Knock off excess dirt
Hit the cleats against each other, sole facing sole, to remove as much excess dirt, grass, and mud, as possible.
Dry clean excess dirt from the soles
Use a soft-bristled brush or a cleat specific cleaning tool to scrub the bottoms of the cleats. This will loosen any dry clumps of built up grass and mud on the sole and between the spikes.
- When cleaning the sides of the sole that are close to the upper of the shoe, consider switching brushes, and using a toothbrush. A toothbrush will still have abrasive bristles to loosen dirt, but it will be more controllable and easy to focus in on the area you’re scrubbing.
- Be careful not to use a stick to remove grass and dirt from the soles of your cleats. A stick could scratch the soles and damage your shoes.
Mix your cleaning solution
The cleaning solution should consist of warm water and a small amount of cleaning solution. Cleaning solutions like dish soap or hand soap work really well. Fill up a container with about two cups of warm water and add about a tablespoon of soap. Mix the water and soap around with the toothbrush until the mixture starts to become sudsy.
- You don’t want to add a lot of soap to the cleaning solution, especially if you are planning on cleaning leather cleats. A small amount of soap will suffice.
Clean the soles with the soapy solution
Now that you’ve mixed your soapy solution, dip the soft-bristled brush you used earlier to dry clean the soles in the soapy solution and scrub the soles of the shoes. When the brush becomes filled with dirt and grass, run it under a stream of clean water from a sink, dip it into the soapy solution again, and continue scrubbing.

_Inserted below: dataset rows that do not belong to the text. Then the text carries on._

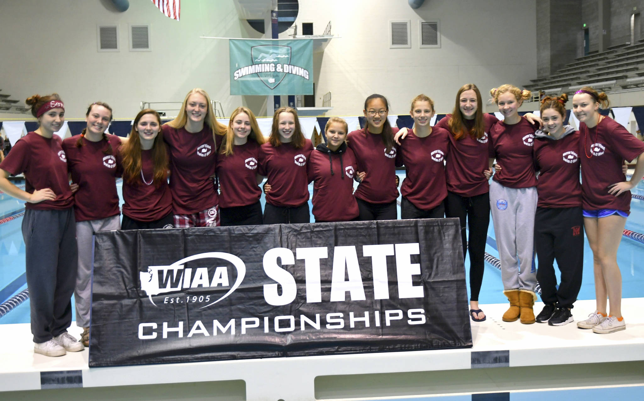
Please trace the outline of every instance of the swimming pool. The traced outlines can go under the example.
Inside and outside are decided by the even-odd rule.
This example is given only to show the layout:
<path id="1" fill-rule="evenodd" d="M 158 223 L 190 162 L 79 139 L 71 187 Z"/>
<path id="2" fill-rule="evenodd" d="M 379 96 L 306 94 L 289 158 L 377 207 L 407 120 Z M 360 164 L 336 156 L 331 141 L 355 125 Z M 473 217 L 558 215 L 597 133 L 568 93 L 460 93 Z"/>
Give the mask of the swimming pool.
<path id="1" fill-rule="evenodd" d="M 402 182 L 404 178 L 404 172 L 397 171 L 397 174 Z M 117 188 L 118 195 L 122 199 L 121 185 L 119 180 Z M 312 185 L 309 186 L 309 191 L 312 193 Z M 644 183 L 640 182 L 633 190 L 632 193 L 644 195 Z M 263 196 L 261 201 L 263 205 Z M 21 231 L 23 218 L 20 213 L 24 208 L 24 202 L 19 201 L 6 194 L 0 193 L 0 222 L 6 221 L 0 224 L 0 265 L 2 266 L 0 269 L 0 303 L 18 294 L 27 287 L 24 274 L 24 243 L 23 241 Z M 627 220 L 626 229 L 644 233 L 644 200 L 633 199 L 630 209 L 631 213 Z M 399 216 L 399 206 L 398 214 Z M 311 221 L 314 221 L 312 216 Z M 498 257 L 498 253 L 495 248 L 494 227 L 491 219 L 488 235 L 488 243 L 486 246 L 486 251 L 493 257 Z M 466 259 L 465 269 L 466 277 L 469 280 L 468 259 L 469 258 Z M 641 263 L 642 260 L 644 260 L 644 244 L 623 237 L 618 252 L 618 264 L 621 271 L 623 283 L 622 293 L 624 298 L 644 297 L 644 264 Z M 638 260 L 640 262 L 638 262 Z M 585 240 L 583 266 L 583 278 L 578 298 L 594 299 L 592 253 L 588 246 L 587 240 Z M 558 271 L 557 271 L 557 277 L 558 279 Z M 479 296 L 480 302 L 482 304 L 507 302 L 507 299 L 503 295 L 502 289 L 500 271 L 486 263 L 483 284 Z M 29 313 L 28 299 L 0 318 L 0 324 L 28 323 Z M 73 313 L 75 314 L 75 311 Z M 586 312 L 584 311 L 583 313 Z"/>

- Again, you can use a smaller toothbrush to wet clean the cleats when you move to the upper sides of the shoe, near the top portion of the shoe. The toothbrush will allow you to continue cleaning the sides of the soles, with the precision of a smaller scrub brush.
Wipe the soles clean
Dip a paper towel into the soapy solution and wipe the soles of the shoes to remove any last bits of dirt and grass. The paper towel will gather any remaining debris, and allow you to use your fingers with the paper towel, and reach the areas in between the spikes.
Cleaning the Upper Portion of the Cleats
Remove and clean the laces
Unlace the laces from the cleats, and dip them in the soapy solution. Let the laces sit for approximately 10 minutes, then use your fingers and toothbrush to gently scrub the laces and remove dirt build up.
- After scrubbing the laces, run them under clean water, and lay them out on a towel, on a flat surface, to dry.
- You could even lay the laces out in sunlight, but keep in mind that sunlight could possible fade the coloring of the laces.
Clean the tops of the cleats with a toothbrush
Dip your soft-bristled scrub brush or toothbrush in the soapy water, and scrub the tops of the cleats. Start scrubbing at the middle area of the cleats, near the laces, and work your way down to the sides of the shoe. This will allow the watery dirt to naturally fall downward to the sides of the cleats.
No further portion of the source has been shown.